This page documents the Layer base class and its virtual interface, the build-time layer registry generated by the ncnn_add_layer CMake macro, the runtime dispatch mechanism that selects the best platform-specific implementation, and the set of layer flags that control inference behavior.
For how Net uses layers during model loading and forward pass execution, see 2.1 For the Mat data structure that layers operate on, see 2.3 For the Option struct that is passed into layer methods, see 2.5 For Vulkan-specific layer implementations, see 3.4
Layer Base ClassEvery computational operation in ncnn is a subclass of Layer, declared in src/layer.h The class is abstract: all methods have default no-op or error-returning implementations in src/layer.cpp and concrete layer classes override the ones they need.
Diagram: Layer Virtual Method Lifecycle
Sources: src/layer.h29-44 src/layer.cpp44-62
The four lifecycle methods are:
| Method | Signature | Purpose |
|---|---|---|
load_param | virtual int load_param(const ParamDict& pd) | Read integer/float/array hyperparameters from the parsed .param file |
load_model | virtual int load_model(const ModelBin& mb) | Load weight tensors from the .bin file |
create_pipeline | virtual int create_pipeline(const Option& opt) | One-time setup: weight packing, pipeline allocation.
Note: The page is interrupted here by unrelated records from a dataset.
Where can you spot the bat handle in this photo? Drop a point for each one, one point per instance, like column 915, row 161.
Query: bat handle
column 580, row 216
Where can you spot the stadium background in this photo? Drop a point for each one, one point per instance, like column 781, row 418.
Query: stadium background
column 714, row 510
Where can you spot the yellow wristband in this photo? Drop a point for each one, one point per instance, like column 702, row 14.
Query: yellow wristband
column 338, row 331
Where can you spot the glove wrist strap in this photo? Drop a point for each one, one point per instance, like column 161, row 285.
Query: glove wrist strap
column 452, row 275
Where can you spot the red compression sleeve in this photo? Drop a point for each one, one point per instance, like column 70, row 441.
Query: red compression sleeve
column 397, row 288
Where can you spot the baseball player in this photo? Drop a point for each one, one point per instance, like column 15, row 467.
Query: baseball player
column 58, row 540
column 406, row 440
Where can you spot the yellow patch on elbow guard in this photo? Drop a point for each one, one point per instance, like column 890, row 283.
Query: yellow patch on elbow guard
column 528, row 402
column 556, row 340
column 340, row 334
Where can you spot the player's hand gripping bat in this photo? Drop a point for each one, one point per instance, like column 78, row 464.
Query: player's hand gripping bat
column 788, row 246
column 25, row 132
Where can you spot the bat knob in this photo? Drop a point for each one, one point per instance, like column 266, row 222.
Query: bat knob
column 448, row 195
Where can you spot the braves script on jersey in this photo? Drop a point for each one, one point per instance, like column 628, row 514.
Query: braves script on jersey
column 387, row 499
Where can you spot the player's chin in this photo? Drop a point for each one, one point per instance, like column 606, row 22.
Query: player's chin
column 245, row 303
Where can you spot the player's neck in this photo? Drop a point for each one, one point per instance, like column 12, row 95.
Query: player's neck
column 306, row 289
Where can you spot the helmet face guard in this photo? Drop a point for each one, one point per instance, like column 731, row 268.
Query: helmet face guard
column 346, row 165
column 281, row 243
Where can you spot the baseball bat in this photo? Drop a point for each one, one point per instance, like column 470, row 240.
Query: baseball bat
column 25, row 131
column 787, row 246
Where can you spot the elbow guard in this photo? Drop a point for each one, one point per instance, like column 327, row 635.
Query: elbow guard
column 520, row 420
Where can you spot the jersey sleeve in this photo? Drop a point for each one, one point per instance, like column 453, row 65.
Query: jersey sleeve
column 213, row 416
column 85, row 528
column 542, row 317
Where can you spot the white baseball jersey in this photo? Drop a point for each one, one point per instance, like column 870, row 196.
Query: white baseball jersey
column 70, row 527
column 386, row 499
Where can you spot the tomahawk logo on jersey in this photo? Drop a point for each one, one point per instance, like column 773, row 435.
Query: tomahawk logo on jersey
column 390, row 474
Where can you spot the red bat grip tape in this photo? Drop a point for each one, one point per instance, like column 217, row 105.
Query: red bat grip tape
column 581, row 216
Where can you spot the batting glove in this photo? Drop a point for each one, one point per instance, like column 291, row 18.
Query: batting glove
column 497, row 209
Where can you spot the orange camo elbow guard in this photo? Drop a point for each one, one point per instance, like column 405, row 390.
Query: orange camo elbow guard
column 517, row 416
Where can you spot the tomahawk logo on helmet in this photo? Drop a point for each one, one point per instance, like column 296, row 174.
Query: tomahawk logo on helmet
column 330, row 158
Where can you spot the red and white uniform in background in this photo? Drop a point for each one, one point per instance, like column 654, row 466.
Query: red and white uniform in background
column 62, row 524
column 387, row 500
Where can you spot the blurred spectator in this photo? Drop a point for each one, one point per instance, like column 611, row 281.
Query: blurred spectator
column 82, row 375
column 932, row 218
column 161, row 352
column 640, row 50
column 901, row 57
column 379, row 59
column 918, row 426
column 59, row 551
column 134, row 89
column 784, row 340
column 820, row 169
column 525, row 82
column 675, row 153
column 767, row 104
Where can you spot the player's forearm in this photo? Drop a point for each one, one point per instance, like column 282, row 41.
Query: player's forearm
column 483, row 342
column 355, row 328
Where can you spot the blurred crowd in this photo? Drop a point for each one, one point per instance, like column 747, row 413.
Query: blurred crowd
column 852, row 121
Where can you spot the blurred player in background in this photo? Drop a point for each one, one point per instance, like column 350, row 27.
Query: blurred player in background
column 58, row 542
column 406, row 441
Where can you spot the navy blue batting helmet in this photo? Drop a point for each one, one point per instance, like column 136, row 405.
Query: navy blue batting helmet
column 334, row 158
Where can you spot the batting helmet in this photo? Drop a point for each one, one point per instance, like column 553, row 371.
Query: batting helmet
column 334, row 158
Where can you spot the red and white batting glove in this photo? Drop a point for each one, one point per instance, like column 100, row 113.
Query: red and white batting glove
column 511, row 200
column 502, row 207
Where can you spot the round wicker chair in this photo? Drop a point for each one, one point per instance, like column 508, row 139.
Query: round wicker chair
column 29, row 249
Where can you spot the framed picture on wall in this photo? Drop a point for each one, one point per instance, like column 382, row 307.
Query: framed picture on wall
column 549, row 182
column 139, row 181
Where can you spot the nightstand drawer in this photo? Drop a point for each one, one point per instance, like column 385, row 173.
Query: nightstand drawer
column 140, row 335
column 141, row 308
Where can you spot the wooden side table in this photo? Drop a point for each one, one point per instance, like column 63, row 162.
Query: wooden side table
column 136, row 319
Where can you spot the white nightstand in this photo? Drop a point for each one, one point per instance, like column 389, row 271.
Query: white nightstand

Called after load_model. |
destroy_pipeline | virtual int destroy_pipeline(const Option& opt) | Release resources allocated in create_pipeline |
The forward methods come in four overloads for the CPU path:
| Method | Use case |
|---|---|
forward(const vector<Mat>& bottom, vector<Mat>& top, const Option& opt) | Multiple inputs → multiple outputs |
forward(const Mat& bottom, Mat& top, const Option& opt) | Single input → single output (used when one_blob_only is true) |
forward_inplace(vector<Mat>& bottom_top, const Option& opt) | In-place multiple blobs |
forward_inplace(Mat& bottom_top, const Option& opt) | In-place single blob |
When support_inplace is set but forward is not overridden, the base Layer::forward implementation in src/layer.cpp64-90 clones the input and delegates to forward_inplace.
When NCNN_VULKAN is enabled, four parallel overloads exist taking VkMat and VkCompute& arguments src/layer.h102-116 plus upload_model(VkTransfer&, const Option&) for uploading weights to device memory.
Each Layer instance carries a set of bool flags that the runtime uses to select execution paths and apply automatic format conversions.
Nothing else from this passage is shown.